- 12 Jun 17
Our Kid Lays Out His Solo Stall
There is a street party going on outside the Olympia Theatre. Beer is being swilled, songs are being sung, tickets are being vainly sought; the night is in full swing before it has even begun. Once credentials and refreshments are secured, Hot Press repairs to the smoking area. If you had no idea who was playing tonight, a good guess could be hazarded based on the crowd out puffing. There are many here who were obviously of age when Oasis first broke through, some still trying to maintain the same haircut, albeit with less raw material to work with. I am awoken from this reverie by the welcome sight of a good old seventies style streaker. Yes, really. And it isn’t the unappealing sight, to me at least, of a swinging tackle either, but that of a very presentable young lady, giving it the full Godiva. Is it some sort of art project from a nearby theatre, or perhaps just an excess of drink? Or maybe Mr Gallagher himself had arranged it, in order to obtain more “column inches” from the likes of me. We may never know.
In his recent book Uncommon People, respected rock scribe David Hepworth reckoned on Kurt Cobain as the last of the real rock stars, but I would argue that it is Liam Gallagher who warrants that title. It is there in every step and gesture as he walks on stage to the strains of ‘Fucking In The Bushes’, looking fit and impossibly handsome, carrying off some class of hooded parka thing that would leave anyone else looking ridiculous. He acknowledges the crowd’s roar before laying out his stall with ‘Rock N’ Roll Star’. The choice of song could not be more perfect, for that is what he undoubtedly is.
‘Morning Glory’ follows, causing the audience, already gone full ballistic, to step it up a notch. I heard an unconfirmed story that Gallagher had been handing out passes like Christmas cards around Dublin, which may account for the grand old theatre seeming impossibly full. The crowd eddies and swirls as one, people are hoisted on to shoulders, shirts are removed and swung about, I haven’t seen it like this in here since the night Iggy Pop pretty much forced the bouncers to give up and go home.

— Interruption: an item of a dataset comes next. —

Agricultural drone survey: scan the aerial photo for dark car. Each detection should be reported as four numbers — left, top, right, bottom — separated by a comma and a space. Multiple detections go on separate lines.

“You can’t spend too long in the past; they’ll give you a ticket” is how Gallagher justifies getting around to the business he’s here for - presenting his new songs. We get seven or eight of them, the single ‘Wall Of Glass’ stands up well enough, the rest will require another few listens before proper judgement can be passed. Titles like ‘Universal Gleam’, Greedy Soul’ and ‘All I Need’, wherein “everything is alright”, we should “never look back”, and we can “make a better day” indicate wheel reinventing is hardly on the agenda. Backed by a band that may have been selected from an Indie-Rocker-For-Hire catalogue, there are Ringo drum fills, moogy keyboard lines, and Lennon style acoustic bits, all his usual tics, but the album, when it arrives, should at least be worth a listen.
Things get more exciting with ‘D’You Know What I Mean?’ during which Gallagher dodges a flying bottle with impossible cool. The song sounds monumental, like a truck coming through a window. ‘Slide Away’ follows, grown men in the audience cry and hug each other. There is more new stuff before they finish with ‘Be Here Now’, hardly Oasis’ finest moment, but it is properly rousing in this setting.
He returns to the stage to dedicate a last song to the victims of the Manchester tragedy, singing ‘Live Forever’ unaccompanied, his voice tonight as striking and unique as it was when it first jumped out of the radio more than two decades ago. These songs belong as much to him as to the older Gallagher, perhaps even more so, for his howl is the sound of Oasis. Noel can write songs from now until the day he dies, none of them will capture the public’s hearts like those the brothers recorded together, and a lot of that is down to the sheer presence Liam brought to them. If he is not the voice of a generation, then he is most definitely a voice in a generation.
The last of the rock stars. Good to see him back in business.